Ein entscheidender Punkt ist, die Studierenden immer wieder darauf aufmerksam zu machen, was möglich ist. Noch wichtiger ist eine konkrete Ermutigung durch die Vorgesetzten – speziell bei der Frage nach einer Habilita tion. Wir brauchen mehr berufungsfähige Frauen. In einer systematischen Planung sollte man für Interessentinnen aufzeigen, wie sie die wissenschaftliche Arbeit unter Alltagsbedingungen, etwa mit einem Kind, hinbekommen. Wir haben zum Beispiel regelmäßige strukturierte Mitarbeitergespräche zur Pflicht gemacht.

Die Corona-Krise zeigt uns nun die Chancen der Digitalisierung. Wissenschaftlerinnen möchten nicht mehr so arbeiten wie die Generationen vor ihnen. Männer möchten es auch nicht mehr. Die Digitalisierung ermöglicht Flexibilisierung. Das spielt den Frauen zu. Grundsätzlich streben jedoch nur jene eine wissenschaftliche Karriere in der Medizin an, die sich persönlich für Forschung begeistern. Der öffentliche Dienst kann beim Gehalt mit den anderen Angeboten für Ärzt*innen nicht mithalten.

Was spielt für die Universitätskarriere von Ärztinnen noch eine Rolle, wenn es das Bundesland nicht ist?

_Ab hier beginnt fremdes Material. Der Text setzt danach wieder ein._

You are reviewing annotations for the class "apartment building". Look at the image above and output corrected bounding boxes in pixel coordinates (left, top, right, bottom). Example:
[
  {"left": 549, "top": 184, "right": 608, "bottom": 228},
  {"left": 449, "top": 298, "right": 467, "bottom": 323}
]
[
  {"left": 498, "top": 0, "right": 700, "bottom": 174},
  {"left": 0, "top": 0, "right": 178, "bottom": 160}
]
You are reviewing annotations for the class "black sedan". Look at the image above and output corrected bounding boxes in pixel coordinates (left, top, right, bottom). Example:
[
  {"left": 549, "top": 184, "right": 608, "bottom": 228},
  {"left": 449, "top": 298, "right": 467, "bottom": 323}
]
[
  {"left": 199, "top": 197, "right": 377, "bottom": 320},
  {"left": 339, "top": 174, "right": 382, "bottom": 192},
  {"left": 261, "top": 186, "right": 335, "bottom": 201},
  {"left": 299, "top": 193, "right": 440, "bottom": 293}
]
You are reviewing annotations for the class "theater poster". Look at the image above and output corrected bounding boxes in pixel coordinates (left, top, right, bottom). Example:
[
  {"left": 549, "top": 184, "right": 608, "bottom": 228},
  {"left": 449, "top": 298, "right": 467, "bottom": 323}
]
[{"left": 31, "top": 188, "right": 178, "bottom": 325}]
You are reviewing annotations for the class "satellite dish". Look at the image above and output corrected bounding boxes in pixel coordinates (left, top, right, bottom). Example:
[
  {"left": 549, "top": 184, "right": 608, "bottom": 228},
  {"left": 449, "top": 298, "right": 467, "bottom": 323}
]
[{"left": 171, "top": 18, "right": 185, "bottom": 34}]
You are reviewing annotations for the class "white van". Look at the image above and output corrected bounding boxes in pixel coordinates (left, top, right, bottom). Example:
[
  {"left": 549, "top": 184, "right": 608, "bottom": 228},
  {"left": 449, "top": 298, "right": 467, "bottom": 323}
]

Die Größe der Fakultät ist ein wichtiger Faktor und damit die Anzahl der Professuren, die ja mitunter viele Jahre oder Jahrzehnte besetzt sind. Eine Veränderung in der Zusammensetzung der Führungspositionen mit Männern und Frauen ist somit langwierig. Die Förderung der Berufungsfähigkeit ambitionierter Frauen kommt dem Standort selbst nicht zugute aufgrund der Hausberufungsregeln. Es sind also alle Standorte der Universitätsmedizin in Deutschland gefragt, sich zu engagieren.

Interview: Alexandra von Knobloch

Prof. Dr. phil. Gabriele Meyer ist an der Martin­-Luther-­Universität Halle­-Witten­berg Professorin für Gesundheits und Pflegewissenschaft und Mitglied im Sachverständigenrat zur Begutachtung der Entwicklung im Gesundheitswesen.